OM seeks alliance with Liffe to cement LSE deal
OM Gruppen, the Swedish stock exchange which has tabled a hostile bid for the London Stock Exchange, said yesterday that it intended to seek "an alliance" with Liffe, the London derivatives exchange, to secure London's position as the pre-eminent European financial trading centre.
OM Gruppen, the Swedish stock exchange which has tabled a hostile bid for the London Stock Exchange, said yesterday that it intended to seek "an alliance" with Liffe, the London derivatives exchange, to secure London's position as the pre-eminent European financial trading centre.
The plans, detailed in the offer document for the LSE, are in response to growing calls among smaller City stock brokers for Brian Williamson, the highly popular Liffe chairman, to become involved in the campaign to halt the Anglo-German iX merger deal.
The document, which comes nearly two weeks after OM stunned the City by launching an unsolicited £848.5m cash and shares offer for the LSE, coincided with confirmation from the Frankfurt exchange that it too was postponing indefinitely Thursday's shareholder vote on the Anglo-German merger. The LSE has postponed its shareholder vote on the iX deal, originally scheduled for the same day.

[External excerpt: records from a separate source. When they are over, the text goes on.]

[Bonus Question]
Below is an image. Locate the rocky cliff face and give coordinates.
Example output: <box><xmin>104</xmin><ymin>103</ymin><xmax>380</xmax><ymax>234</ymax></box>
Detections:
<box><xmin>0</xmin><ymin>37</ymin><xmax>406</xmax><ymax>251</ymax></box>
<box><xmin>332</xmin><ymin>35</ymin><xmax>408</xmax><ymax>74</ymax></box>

The board of the German exchange also confirmed it was extending the contract of Werner Seifert, its chief executive, until 2006, to damp down speculation that Mr Seifert, whose contract was to expire next July, could lose his job over the iX merger debacle.
The board of Deutsche Borse named a replacement for Jorg Franke, the head of the Eurex, Deutsche Borse's derivatives exchange, who is quitting after a bust-up with Mr Seifert. His replacement is Rudolf Ferscha, chief operating officer for Germany of Goldman Sachs, the US investment bank.
The publication of the OM document, which starts the clock on the formal City takeover panel bid process, is also seen as clearing the way for potential counterbids. As well as Euronext, the rival grouping of the Amsterdam, Paris and Brussels exchanges, Instinet, the Reuters broking arm, has also been looking at bidding either on its own or in partnership with Euronext.
There is also support among London brokers for Nasdaq, the US technology market, to detach itself from iX and agree to come in with a bid for the LSE alone or in partnership with OM.
Per Larsson, OM's chief executive officer, said OM planned a series of UK-wide briefings with LSE members to try to convince them that it alone offered the "clarity and dynamism" to regain London's position as the main home for secondary trading and for Initial Public Offerings (IPOs).
He said the Anglo-GermaniX merger would "squander London's potential", fragment the market, split regulation and cede control of lucrative technology IPOs to Frankfurt.
Don Cruickshank, the LSE chairman, dismissed the OM bid as a "cul-de-sac" for the London market.